Another model presented was a service at Princeton University, where researchers can submit their work for a Repo Review by a research software engineer. What I found interesting about this model was that they use a checklist of common things to look for, and they have a time limit for the process. They start with a one-hour consultation meeting, then they spend an hour reviewing the repository of code, and they conclude with a one-hour follow up session. Ideally, code review is focused on incremental changes to the code, with a small group working on the same project. However, I think the Repo Review checklist could be a great start to implementing code review in a group with many different projects. Some of the checklist processes could even be automated.
This topic of conversation was very active up until the end of the session, and it was moved into the US-RSE Slack workspace for continued discussion. I’m looking forward to seeing what recommendations and resources are compiled by the group.
Academic Data Science Alliance Meeting
I was invited to speak at the ADSA meeting, and the Data Science Institute (DSI) supported my travel through their affiliate program. I presented the new Collaborative Lesson Development Training, which was recently announced as an official Carpentries program, that I helped create with the Carpentries. If you are interested in creating new data science/computing lessons for researchers using best practices and an open, collaborative curriculum template, please reach out to me: email@example.com.
The ADSA meeting included a day focused on “Health, Well-being, and the Arts.” I attended a panel describing several art and data science collaborations where the art informed the data science and wasn’t just used to visualize the science. There was also a session where we explored data visualization through our individual movement around a room. I found many of the data science and art fusion examples inspiring and related to the work being done in the Illuminating Discovery Hub at the Wisconsin Institute for Discovery. My favorite exhibit was a robot that played a piano harp, with different pitches resonating directly through its rotating arms.
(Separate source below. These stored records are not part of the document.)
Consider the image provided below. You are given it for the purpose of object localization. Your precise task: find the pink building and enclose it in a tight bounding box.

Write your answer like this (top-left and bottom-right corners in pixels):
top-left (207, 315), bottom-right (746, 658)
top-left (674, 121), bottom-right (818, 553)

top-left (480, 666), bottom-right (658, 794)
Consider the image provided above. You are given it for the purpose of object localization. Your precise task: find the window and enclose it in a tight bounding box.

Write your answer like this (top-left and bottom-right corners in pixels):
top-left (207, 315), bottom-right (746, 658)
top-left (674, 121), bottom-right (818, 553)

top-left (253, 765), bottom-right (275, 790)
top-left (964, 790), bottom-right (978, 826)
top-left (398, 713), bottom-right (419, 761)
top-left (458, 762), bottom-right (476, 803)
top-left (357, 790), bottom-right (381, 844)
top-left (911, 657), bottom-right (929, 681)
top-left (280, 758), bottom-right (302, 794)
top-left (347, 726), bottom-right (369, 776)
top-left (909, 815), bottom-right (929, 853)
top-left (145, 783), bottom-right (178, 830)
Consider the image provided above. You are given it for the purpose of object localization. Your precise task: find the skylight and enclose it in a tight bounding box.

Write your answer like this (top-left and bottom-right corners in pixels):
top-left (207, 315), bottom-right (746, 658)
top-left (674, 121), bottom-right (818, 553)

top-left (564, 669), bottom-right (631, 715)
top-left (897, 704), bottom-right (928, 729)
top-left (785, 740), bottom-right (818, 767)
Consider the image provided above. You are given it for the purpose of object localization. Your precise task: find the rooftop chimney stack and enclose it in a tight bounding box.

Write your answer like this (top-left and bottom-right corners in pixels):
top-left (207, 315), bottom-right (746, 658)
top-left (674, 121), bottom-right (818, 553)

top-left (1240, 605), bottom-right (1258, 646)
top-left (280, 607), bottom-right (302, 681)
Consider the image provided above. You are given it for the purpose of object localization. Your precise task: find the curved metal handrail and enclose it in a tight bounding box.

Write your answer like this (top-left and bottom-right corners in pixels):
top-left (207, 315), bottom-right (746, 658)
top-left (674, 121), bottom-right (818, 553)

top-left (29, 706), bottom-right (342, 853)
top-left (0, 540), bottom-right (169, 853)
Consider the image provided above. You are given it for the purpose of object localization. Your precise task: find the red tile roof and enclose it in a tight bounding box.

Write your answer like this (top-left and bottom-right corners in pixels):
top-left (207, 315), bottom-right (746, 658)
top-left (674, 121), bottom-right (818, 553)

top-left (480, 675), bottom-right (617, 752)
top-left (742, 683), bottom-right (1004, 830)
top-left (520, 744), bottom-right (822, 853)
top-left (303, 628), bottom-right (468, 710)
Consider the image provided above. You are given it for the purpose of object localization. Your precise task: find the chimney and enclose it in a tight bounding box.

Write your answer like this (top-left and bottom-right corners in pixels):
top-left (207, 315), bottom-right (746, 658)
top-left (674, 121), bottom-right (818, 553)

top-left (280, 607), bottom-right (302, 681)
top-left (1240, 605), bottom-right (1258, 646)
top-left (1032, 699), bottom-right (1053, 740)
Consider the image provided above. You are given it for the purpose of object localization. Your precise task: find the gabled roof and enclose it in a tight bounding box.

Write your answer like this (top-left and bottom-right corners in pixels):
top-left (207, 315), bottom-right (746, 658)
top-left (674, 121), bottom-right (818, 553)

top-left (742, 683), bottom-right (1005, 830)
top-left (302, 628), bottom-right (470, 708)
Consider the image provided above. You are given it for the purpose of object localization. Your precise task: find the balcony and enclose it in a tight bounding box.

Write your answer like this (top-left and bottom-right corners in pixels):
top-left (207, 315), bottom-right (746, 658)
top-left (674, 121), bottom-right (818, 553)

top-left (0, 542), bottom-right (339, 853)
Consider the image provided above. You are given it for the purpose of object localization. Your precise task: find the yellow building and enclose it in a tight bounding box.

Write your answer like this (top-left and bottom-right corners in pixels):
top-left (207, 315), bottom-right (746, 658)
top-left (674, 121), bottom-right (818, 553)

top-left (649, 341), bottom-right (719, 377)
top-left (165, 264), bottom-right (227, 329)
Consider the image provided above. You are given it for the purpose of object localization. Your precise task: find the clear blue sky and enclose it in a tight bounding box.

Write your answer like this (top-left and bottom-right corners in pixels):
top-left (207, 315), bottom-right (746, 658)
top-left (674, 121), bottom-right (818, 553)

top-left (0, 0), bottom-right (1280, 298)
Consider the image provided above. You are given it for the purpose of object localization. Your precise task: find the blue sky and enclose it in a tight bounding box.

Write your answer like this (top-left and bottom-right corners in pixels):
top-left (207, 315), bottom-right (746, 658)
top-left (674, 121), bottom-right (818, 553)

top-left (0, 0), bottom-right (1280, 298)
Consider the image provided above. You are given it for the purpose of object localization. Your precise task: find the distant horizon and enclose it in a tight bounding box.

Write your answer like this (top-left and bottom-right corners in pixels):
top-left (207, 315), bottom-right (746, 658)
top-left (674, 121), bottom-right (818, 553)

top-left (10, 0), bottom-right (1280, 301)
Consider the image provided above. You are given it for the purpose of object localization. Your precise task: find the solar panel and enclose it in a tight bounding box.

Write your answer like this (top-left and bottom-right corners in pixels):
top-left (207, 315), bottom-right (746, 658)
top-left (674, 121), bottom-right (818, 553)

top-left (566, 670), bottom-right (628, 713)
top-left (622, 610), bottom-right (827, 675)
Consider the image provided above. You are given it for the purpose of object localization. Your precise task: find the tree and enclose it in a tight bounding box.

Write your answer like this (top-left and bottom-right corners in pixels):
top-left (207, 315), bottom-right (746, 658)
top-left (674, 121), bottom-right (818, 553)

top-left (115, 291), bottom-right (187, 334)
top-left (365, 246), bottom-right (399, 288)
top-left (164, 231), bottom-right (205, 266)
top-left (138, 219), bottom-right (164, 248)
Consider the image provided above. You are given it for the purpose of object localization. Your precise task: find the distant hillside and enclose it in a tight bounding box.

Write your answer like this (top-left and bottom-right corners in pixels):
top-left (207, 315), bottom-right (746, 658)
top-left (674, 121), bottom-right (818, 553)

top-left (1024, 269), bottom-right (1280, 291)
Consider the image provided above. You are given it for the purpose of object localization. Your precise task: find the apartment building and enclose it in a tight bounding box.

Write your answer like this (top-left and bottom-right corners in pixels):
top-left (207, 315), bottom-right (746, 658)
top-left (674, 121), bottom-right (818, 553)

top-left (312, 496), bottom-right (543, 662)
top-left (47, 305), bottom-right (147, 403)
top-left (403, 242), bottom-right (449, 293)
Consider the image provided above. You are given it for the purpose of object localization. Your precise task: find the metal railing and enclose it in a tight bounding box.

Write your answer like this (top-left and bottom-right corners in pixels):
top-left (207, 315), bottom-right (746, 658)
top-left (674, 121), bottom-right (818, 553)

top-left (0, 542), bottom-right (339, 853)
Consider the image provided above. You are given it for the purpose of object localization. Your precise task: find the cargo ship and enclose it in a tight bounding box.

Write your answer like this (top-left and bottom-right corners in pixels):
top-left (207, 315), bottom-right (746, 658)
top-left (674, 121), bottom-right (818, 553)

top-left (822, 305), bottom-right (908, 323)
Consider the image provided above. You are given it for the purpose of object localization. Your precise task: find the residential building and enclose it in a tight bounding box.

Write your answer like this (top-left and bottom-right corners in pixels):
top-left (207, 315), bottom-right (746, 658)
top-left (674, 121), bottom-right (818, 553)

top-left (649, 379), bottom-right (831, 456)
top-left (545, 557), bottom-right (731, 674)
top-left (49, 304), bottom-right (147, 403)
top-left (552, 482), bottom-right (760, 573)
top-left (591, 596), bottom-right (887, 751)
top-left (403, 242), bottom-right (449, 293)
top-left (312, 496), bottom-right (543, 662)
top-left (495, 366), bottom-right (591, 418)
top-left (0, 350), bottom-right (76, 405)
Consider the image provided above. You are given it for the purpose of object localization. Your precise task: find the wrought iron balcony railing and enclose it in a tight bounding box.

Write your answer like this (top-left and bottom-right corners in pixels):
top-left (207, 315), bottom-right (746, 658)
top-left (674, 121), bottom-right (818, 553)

The keynote presentation by Dr. Dominique Duval-Diop, the Chief Data Scientist of the United States, stood out to me. Dr. Duval-Diop talked about her winding path to becoming a data scientist through her work in economics, geospatial analysis, and policy. She also discussed the loneliness of being the “first” and “only” person (for example, the first Black woman Chief Data Scientist of the US) in various spaces of her career, and how her identity was an important part of the perspective she brought to her work. Dr. Duval-Diop talked about the “superpower” of having both domain knowledge and data science skills. I am biased, as this is where I fall as a researcher and what I try to help other researchers achieve, but I wholeheartedly agree with this sentiment. Dr. Duval-Diop also gave a very interesting (and maybe controversial to the audience) answer to the question, “Do you need a data science master’s degree to be a data scientist?” She answered “no,” sharing that she doesn’t have a data science master’s degree, and that she believes skills and experience are more important than academic degrees in this field. She added that degrees were one way to get experience, but emphasized that it should not be a limiting credential when hiring.
There were many more notable sessions at ADSA, but I will most remember the interactivity of the attendees. There were excellent questions and lots of discussions between sessions. I also found a group of individuals providing research support and uniquely applying data science in ways that could inspire future programs at UW–Madison.